Sitecore CM Azure Scaling : Incident Analysis & Step-by-Step Runbook
Scaling CM horizontally without addressing session state can cause session timeouts and lost authoring state. This post explains the root cause, a step-by-step troubleshooting & remediation method, and recommended approaches for safely increasing CM availability.
Background
Sitecore's recommended approach for authoring environments is to run a single CM instance to avoid issues with session state, locking, and authoring workflows. Teams sometimes scale CM horizontally to increase availability or capacity.
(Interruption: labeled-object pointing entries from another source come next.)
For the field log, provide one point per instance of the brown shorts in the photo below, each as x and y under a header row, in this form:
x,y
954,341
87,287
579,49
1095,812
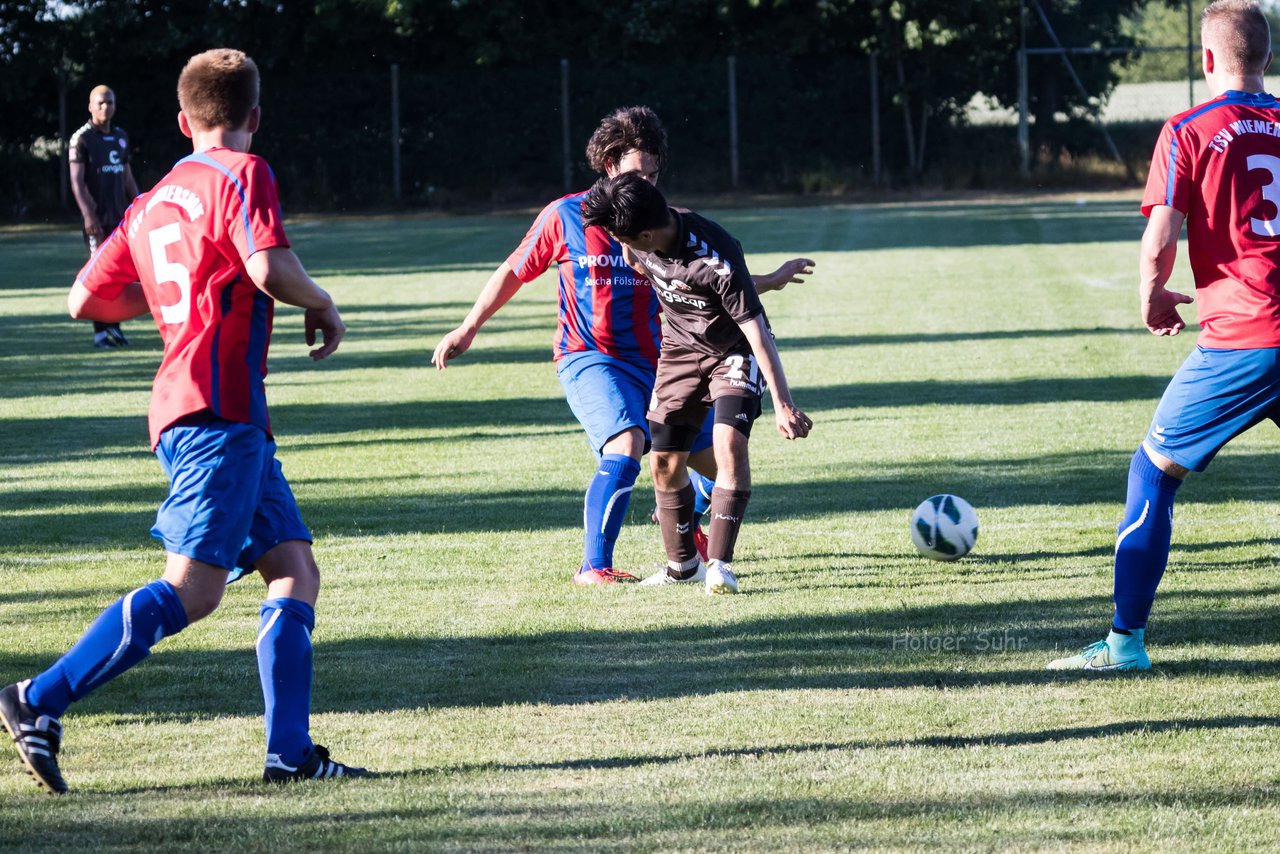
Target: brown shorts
x,y
689,382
When doing that, you must ensure that session state and any local state are handled consistently across instances; otherwise, authors will experience session loss or timeouts.
This document summarizes a real incident (redacted of dates and resource names) and turns it into a clear, practical runbook and guidance for scaling Sitecore CM safely.
Summary of what happened (high level)
- We scaled an environment from one CM instance to multiple instances to increase redundancy.
- After scaling, authors began experiencing session timeouts and lost editing sessions.
- Investigation showed sessions were stored locally and requests were routed to different instances; without sticky sessions or a centralized session store, this caused session loss.
- Temporary mitigation used session affinity (sticky sessions). The long-term solution is to centralize session state or design CM to be stateless.
Root Cause (concise)
- Immediate cause: Session state was kept in-process (or otherwise instance-bound) while load balancing distributed requests across instances. Requests for a single user hit different instances, causing session mismatch and timeouts.
- Underlying cause: The environment was scaled without configuring a shared session store or ensuring all temporary/stateful resources were centralized.
Step-by-step troubleshooting & remediation (runbook)
Use this as a checklist when you encounter CM session issues after scaling.
1) Detect & confirm the problem
- Check application logs, web server logs, and Sitecore logs for session-related errors, exceptions, and frequent login or session renewal events.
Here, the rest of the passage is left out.